Math 607 Applied Math I: Week 2 Homework

Due date: Thursday, Oct 14.

Please submit your solutions by upload on Canvas.

It's absolutely OK if you work together on these problems - and this is especially true for the programming problems, when encourage you to work in pairs at one computer, with one person typing and one person thinking.

We do want everyone to write up each assignment on their own.

Problem 1: rooted trees

Let $T_n$ be the number of rooted trees of depth $n$ with the property that each node except the last has either $1$ or $m$ children. Concretely, we can build these as follows: begin with a single node at level 0 (the root), and then form level $k+1$ by attaching either 1 or $m$ children to each node of level $k$. Order does not matter, so $T_0 = 1$ (by convention?); $T_1 = 1$ (the root); $T_2 = 2$ (the root could have either 1 or $m$ children); and $T_3 = 2 + (m + 1)$ (either the root has one child, or the root has $m$ children, and the number of these children that has $m$ children is between 0 and $m$).

  1. Find a recursion for $T_n$ in terms of $T_{n-1}$.
  2. Find an equation that the generating function for $T_n$ solves.
  3. Check your answers by writing a method in python to generate all such trees.

Problem 2: recursion and not

Consider the following badly written recursive program to compute the Fibonnacci numbers:

def f(n):
    if n <= 1:
        return n
    else:
        return f(n-1) + f(n-2)

(a) Analyze its run time.

(b) Write a iterative program to do the same thing, starting with f(0), etc.

Problem 3: Recursive mountains

Recall that with $C_n$ the number of "mountain ranges" of length $2n$ we found the recursive formula $$ C_n = \sum_{j=0}^{n-1} C_j C_{n-j-1} $$ by decomposing a mountain range into the first mountain (of length $2(j+1)$) and everything else. Write a recursive function that generates all mountain ranges of length $2n$ using this same decomposition, and compare the results to the iterative method we wrote in office hours (see the website for the notebook).

Problem 4: outbreak size

Consider an outbreak of a disease with $R_0 \le 1$: suppose the mean number of new cases per case is $\xi$ with $\mathbb{E}[\xi] = R_0 \le 1$. We'd like to learn about the total number of cases in the outbreak: suppose $(N_t)_{t \ge 0}$ is the branching process driven by $\xi$ and let $W_t = N_0 + N_1 + \cdots + N_t$, and $W = \lim_t W_t$. Suppose the outbreak has $N_0 = 1$, and to agree with previous notation let $\mu = R_0$.

(a) Find $\mathbb{E}[W]$.

(b) Let $G_t(u) = \mathbb{E}[u^{W_t}]$, and $\phi(u) = \mathbb{E}[u^\xi]$, and show that $G_{t+1}(u) = u \phi(G_t(u))$, and so $G(u) = \mathbb{E}[u^{W}] = u \phi(G(u))$. (Hint: split it into the families of the first set of children.)

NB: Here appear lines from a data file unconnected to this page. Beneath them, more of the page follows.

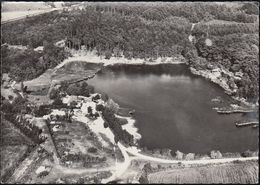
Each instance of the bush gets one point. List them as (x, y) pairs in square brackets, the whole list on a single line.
[(99, 107), (92, 150), (43, 174)]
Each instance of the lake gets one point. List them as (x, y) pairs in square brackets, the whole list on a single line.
[(173, 108)]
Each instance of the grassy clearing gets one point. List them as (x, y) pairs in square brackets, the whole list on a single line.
[(10, 156), (10, 135), (78, 146), (243, 172)]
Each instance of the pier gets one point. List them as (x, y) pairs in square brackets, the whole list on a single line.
[(250, 123), (231, 111)]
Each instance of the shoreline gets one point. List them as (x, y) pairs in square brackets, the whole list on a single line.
[(91, 57), (131, 128)]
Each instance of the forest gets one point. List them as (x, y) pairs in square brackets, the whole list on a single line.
[(152, 30)]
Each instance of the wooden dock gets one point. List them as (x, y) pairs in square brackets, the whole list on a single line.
[(249, 123), (230, 111)]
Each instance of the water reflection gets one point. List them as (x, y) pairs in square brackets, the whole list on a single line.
[(174, 108)]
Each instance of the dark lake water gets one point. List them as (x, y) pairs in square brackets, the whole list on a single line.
[(173, 108)]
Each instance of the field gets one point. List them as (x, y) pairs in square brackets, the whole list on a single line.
[(244, 172), (23, 6), (78, 146), (14, 148)]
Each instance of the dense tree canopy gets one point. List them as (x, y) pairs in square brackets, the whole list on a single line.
[(148, 31)]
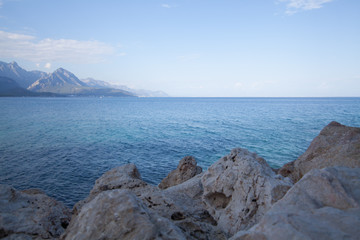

(c) Find the variance of $W$ in terms of $mu$ and $V = \mathbb{E}[\xi^2]$.

(d) Write a function that simulates from the branching process in the case where $\xi \sim \text{Poisson}(\lambda)$, and use it to check your answers to (a) and (c) at a few values of $\mu < 1$.

(e) What happens when you use your simulation to try to estimate the mean of $W$ at $\mu = 1$? Plot the mean of $n$ independent trials against $n$ at $\mu=0.95$ and at $\mu=1$.